How many people sought refuge there?

That's hard to say; during the last few weeks no one bothered counting anymore. In the beginning there were about 30 of us, but people were always coming and going, new people arrived. At one point we figured there were about 47 of us, but the numbers were constantly changing. Before the evacuation it was impossible to say just how many people were there.

Ukrainian authorities have said the factory was under constant bombardment. Was it ever possible to leave the bunker?

In the beginning we were able to go outside for longer stretches, but when the bombardments started to pick up we only went out to cook at the fire pit. In the end we just stayed in the bunker. There are tunnels down there where we cooked. From about April 20, we no longer went outside. We didn't go out for the last two weeks.

Where did you get food?

There were provisions in the bunkers, placed there by the factory's administrators. But there wasn't much — just enough for a few days. The bunkers were built in the 1960s when no one thought people would be there for very long. There were canned goods, water, cookies and preserved meat. We stretched it as far as we could by making soup out of it all. In the beginning new arrivals would bring food, blankets and warm clothing with them. But not everyone shared their food. Some ate under their blankets. Everyone is different.

A bus carrying wounded service members of Ukrainian forces from the besieged Azovstal steel mill in Mariupol drives under escort of the pro-Russian military
This week, service members of the Ukrainian forces were also evacuated from the plantImage: Alexander Ermochenko/REUTERS

What kind of help did the Ukrainian military provide? Russian propaganda claimed they forced you to stay at Azovstal against your will.

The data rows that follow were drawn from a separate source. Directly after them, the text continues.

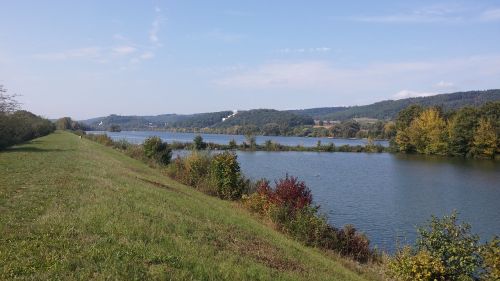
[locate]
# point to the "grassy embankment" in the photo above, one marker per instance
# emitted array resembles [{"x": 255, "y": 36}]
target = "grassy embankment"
[{"x": 73, "y": 209}]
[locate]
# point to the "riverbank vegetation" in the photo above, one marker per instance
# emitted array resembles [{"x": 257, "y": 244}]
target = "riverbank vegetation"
[
  {"x": 445, "y": 249},
  {"x": 76, "y": 210},
  {"x": 18, "y": 126},
  {"x": 466, "y": 132}
]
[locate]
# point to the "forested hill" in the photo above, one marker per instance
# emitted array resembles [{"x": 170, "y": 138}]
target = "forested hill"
[
  {"x": 389, "y": 109},
  {"x": 279, "y": 120}
]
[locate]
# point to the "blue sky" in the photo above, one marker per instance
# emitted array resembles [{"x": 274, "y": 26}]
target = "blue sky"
[{"x": 93, "y": 58}]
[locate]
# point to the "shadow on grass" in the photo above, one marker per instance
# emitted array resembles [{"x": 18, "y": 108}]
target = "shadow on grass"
[{"x": 32, "y": 149}]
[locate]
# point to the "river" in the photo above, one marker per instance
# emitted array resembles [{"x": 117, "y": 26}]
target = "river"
[{"x": 383, "y": 195}]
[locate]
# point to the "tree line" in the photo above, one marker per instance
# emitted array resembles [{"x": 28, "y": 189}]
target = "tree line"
[
  {"x": 16, "y": 125},
  {"x": 466, "y": 132}
]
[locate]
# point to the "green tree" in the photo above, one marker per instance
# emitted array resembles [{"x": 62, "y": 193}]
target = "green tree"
[
  {"x": 428, "y": 134},
  {"x": 251, "y": 141},
  {"x": 64, "y": 123},
  {"x": 407, "y": 115},
  {"x": 484, "y": 144},
  {"x": 198, "y": 143},
  {"x": 461, "y": 130},
  {"x": 453, "y": 244},
  {"x": 233, "y": 144},
  {"x": 156, "y": 149},
  {"x": 226, "y": 175}
]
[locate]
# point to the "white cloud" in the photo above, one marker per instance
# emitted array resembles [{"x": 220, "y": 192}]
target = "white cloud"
[
  {"x": 219, "y": 35},
  {"x": 155, "y": 27},
  {"x": 123, "y": 50},
  {"x": 430, "y": 14},
  {"x": 376, "y": 78},
  {"x": 403, "y": 94},
  {"x": 83, "y": 53},
  {"x": 147, "y": 55},
  {"x": 491, "y": 15},
  {"x": 153, "y": 32},
  {"x": 305, "y": 50},
  {"x": 444, "y": 84}
]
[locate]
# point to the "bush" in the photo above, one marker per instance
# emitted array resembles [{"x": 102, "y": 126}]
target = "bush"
[
  {"x": 490, "y": 253},
  {"x": 453, "y": 244},
  {"x": 21, "y": 126},
  {"x": 156, "y": 149},
  {"x": 449, "y": 245},
  {"x": 420, "y": 266},
  {"x": 291, "y": 193},
  {"x": 289, "y": 206},
  {"x": 226, "y": 176}
]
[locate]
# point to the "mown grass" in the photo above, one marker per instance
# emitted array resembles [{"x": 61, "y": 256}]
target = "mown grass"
[{"x": 73, "y": 209}]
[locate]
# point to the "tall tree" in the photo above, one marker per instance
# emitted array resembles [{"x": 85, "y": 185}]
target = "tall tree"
[
  {"x": 428, "y": 133},
  {"x": 461, "y": 130},
  {"x": 484, "y": 144}
]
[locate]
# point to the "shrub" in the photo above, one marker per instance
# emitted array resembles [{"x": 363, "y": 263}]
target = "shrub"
[
  {"x": 289, "y": 206},
  {"x": 490, "y": 253},
  {"x": 420, "y": 266},
  {"x": 196, "y": 167},
  {"x": 155, "y": 148},
  {"x": 198, "y": 143},
  {"x": 291, "y": 193},
  {"x": 442, "y": 243},
  {"x": 226, "y": 176},
  {"x": 451, "y": 243}
]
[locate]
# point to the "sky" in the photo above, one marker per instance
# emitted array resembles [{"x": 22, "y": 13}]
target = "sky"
[{"x": 93, "y": 58}]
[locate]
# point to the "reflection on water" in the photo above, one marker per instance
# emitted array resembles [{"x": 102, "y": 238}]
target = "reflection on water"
[
  {"x": 384, "y": 195},
  {"x": 139, "y": 136}
]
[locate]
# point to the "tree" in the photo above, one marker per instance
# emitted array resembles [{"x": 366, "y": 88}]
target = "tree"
[
  {"x": 226, "y": 175},
  {"x": 427, "y": 133},
  {"x": 198, "y": 143},
  {"x": 112, "y": 128},
  {"x": 484, "y": 144},
  {"x": 156, "y": 149},
  {"x": 8, "y": 103},
  {"x": 461, "y": 130},
  {"x": 64, "y": 123},
  {"x": 407, "y": 115},
  {"x": 233, "y": 144},
  {"x": 251, "y": 141}
]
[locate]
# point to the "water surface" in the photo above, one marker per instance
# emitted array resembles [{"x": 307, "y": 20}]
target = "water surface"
[{"x": 384, "y": 195}]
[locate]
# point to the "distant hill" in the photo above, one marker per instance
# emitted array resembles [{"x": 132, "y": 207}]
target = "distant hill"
[
  {"x": 259, "y": 118},
  {"x": 389, "y": 109}
]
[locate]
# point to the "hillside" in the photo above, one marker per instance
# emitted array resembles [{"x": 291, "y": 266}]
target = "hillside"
[
  {"x": 75, "y": 210},
  {"x": 261, "y": 117},
  {"x": 389, "y": 109},
  {"x": 383, "y": 110}
]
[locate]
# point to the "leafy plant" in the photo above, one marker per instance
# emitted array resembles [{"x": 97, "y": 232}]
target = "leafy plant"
[{"x": 155, "y": 148}]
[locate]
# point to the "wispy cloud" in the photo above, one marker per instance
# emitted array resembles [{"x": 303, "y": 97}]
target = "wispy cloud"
[
  {"x": 403, "y": 94},
  {"x": 439, "y": 13},
  {"x": 431, "y": 14},
  {"x": 155, "y": 27},
  {"x": 219, "y": 35},
  {"x": 420, "y": 76},
  {"x": 304, "y": 50},
  {"x": 92, "y": 53},
  {"x": 444, "y": 85},
  {"x": 491, "y": 15},
  {"x": 123, "y": 50}
]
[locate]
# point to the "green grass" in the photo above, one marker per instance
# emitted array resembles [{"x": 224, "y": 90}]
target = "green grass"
[{"x": 74, "y": 209}]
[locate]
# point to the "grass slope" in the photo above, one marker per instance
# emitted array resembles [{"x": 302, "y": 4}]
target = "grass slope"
[{"x": 73, "y": 209}]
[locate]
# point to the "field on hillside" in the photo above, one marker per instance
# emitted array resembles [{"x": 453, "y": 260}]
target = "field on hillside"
[{"x": 73, "y": 209}]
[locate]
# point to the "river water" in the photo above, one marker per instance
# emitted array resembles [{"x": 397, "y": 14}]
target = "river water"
[{"x": 383, "y": 195}]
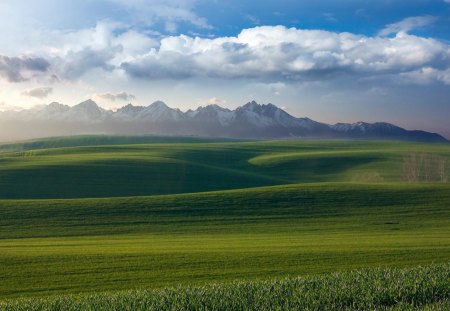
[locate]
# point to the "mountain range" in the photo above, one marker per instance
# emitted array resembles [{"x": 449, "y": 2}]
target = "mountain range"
[{"x": 250, "y": 121}]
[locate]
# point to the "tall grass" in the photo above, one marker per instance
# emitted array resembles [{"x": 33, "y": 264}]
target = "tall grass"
[{"x": 400, "y": 289}]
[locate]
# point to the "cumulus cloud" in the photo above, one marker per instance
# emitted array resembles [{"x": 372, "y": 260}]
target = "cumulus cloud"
[
  {"x": 216, "y": 101},
  {"x": 40, "y": 92},
  {"x": 267, "y": 54},
  {"x": 119, "y": 96},
  {"x": 22, "y": 68},
  {"x": 407, "y": 24},
  {"x": 276, "y": 53},
  {"x": 170, "y": 12}
]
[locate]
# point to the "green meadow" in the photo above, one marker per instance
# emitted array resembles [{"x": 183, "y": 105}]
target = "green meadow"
[{"x": 92, "y": 215}]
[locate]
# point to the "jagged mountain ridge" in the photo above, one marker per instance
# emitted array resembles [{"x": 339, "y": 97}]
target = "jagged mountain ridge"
[{"x": 251, "y": 120}]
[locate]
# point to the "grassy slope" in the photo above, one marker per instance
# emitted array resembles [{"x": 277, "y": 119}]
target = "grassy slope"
[
  {"x": 422, "y": 288},
  {"x": 150, "y": 169},
  {"x": 90, "y": 245},
  {"x": 66, "y": 246}
]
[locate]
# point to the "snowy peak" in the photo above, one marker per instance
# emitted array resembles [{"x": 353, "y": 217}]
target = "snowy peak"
[
  {"x": 212, "y": 114},
  {"x": 251, "y": 120},
  {"x": 160, "y": 112},
  {"x": 87, "y": 111}
]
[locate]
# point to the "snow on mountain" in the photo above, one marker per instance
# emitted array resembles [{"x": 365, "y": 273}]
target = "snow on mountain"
[
  {"x": 87, "y": 111},
  {"x": 251, "y": 120},
  {"x": 160, "y": 112},
  {"x": 53, "y": 111},
  {"x": 212, "y": 113},
  {"x": 128, "y": 112}
]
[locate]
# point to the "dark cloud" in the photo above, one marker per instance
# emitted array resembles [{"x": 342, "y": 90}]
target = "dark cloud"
[
  {"x": 280, "y": 53},
  {"x": 40, "y": 92},
  {"x": 18, "y": 69}
]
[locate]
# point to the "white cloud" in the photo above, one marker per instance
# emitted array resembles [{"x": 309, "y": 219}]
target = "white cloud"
[
  {"x": 266, "y": 54},
  {"x": 276, "y": 53},
  {"x": 40, "y": 92},
  {"x": 170, "y": 12},
  {"x": 124, "y": 96},
  {"x": 21, "y": 68},
  {"x": 407, "y": 25}
]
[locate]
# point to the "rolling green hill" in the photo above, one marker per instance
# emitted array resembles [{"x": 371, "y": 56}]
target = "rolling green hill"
[
  {"x": 193, "y": 166},
  {"x": 107, "y": 217}
]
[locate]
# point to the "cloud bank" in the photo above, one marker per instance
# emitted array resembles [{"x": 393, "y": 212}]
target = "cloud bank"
[
  {"x": 285, "y": 54},
  {"x": 266, "y": 54},
  {"x": 21, "y": 68},
  {"x": 40, "y": 92}
]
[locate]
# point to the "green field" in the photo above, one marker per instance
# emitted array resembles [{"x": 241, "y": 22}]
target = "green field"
[{"x": 95, "y": 214}]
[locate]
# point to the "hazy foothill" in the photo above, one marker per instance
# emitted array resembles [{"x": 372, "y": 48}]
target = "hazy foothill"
[{"x": 302, "y": 161}]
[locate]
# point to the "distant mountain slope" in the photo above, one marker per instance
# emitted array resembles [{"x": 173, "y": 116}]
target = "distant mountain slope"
[{"x": 250, "y": 121}]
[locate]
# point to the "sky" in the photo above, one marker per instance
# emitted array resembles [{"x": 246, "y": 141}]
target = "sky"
[{"x": 332, "y": 61}]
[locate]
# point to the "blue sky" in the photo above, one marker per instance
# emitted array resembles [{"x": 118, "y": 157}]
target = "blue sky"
[{"x": 333, "y": 61}]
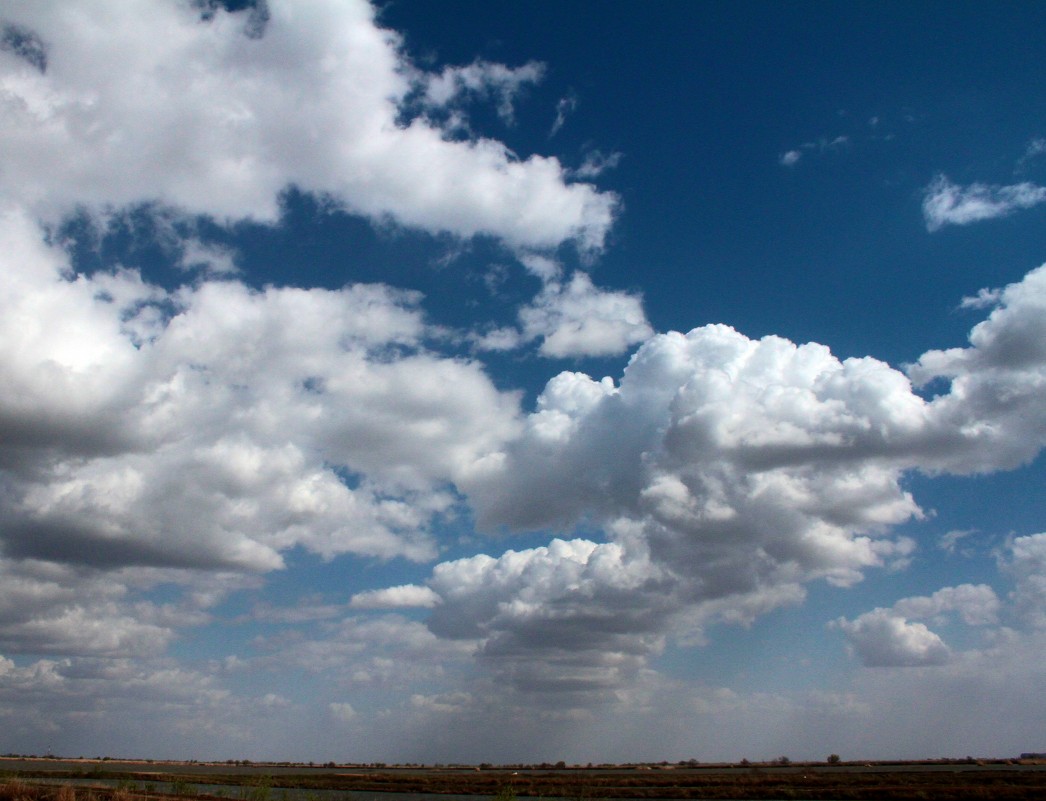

No, my husband and I left and returned to the bunker several times while it was still possible. But when the heavy bombardments started we had to stay in the bunker. Sometimes soldiers came in. They brought sweets for the children. They told us we were free to go outside but at the same time they warned us about the massive bombing.

Were there sick or wounded people in the bunker with you? Was anyone able to help them?

There were no wounded, but there were people who needed medical assistance. I needed help myself. I have a blood disorder and need daily injections but no one could get them for me. There were also people who needed daily insulin injections but they couldn't get them. One man had such extreme pain in his arm that he need painkillers. He screamed all night long.

DW's Max Zander on Azovstal evacuation

Do you know people who volunteered to go to the Donetsk region? Was it clear to you where you would be taken during the evacuation?

We knew absolutely nothing. Our soldiers came in and told us we had five minutes to get our things together and go outside to be evacuated. Those who had ready backpacks got up and left. I have no idea who was taken to Donetsk or Russia. When we got outside we were greeted by people from the UN and the Red Cross. They told us we were safe and that no one would shoot at us. We could choose where we wanted to go when we were filtered.

Where exactly did that filtration take place?

I don't know. It was at a place I had never been to before.

What happened during the filtration?

[Long pause, as Lydia drops her head and closes her eyes] I'm not going to talk about that.

How long was the journey from the Azovstal plant to the place where you were given shelter?

I don't know. I can't even estimate. We left the Azovstal plant at night and arrived at the filtration point around midnight. After that we drove for a long time.

Who met you at your destination? Did you receive help?

We were very warmly welcomed! We received fresh clothing and new shoes and we could wash. People came and were constantly bringing us food, hygiene products and other things. We had absolutely no problems. We were put up in a separate room where we could stay comfortably and get a pleasant sleep.

Do you have a place to stay now? Do you intend to travel on?

I really don't know. I'm still not sure what exactly happened. First I just want to rest. That's all.

This interview was conducted in Ukrainian by Alexander Savitsky.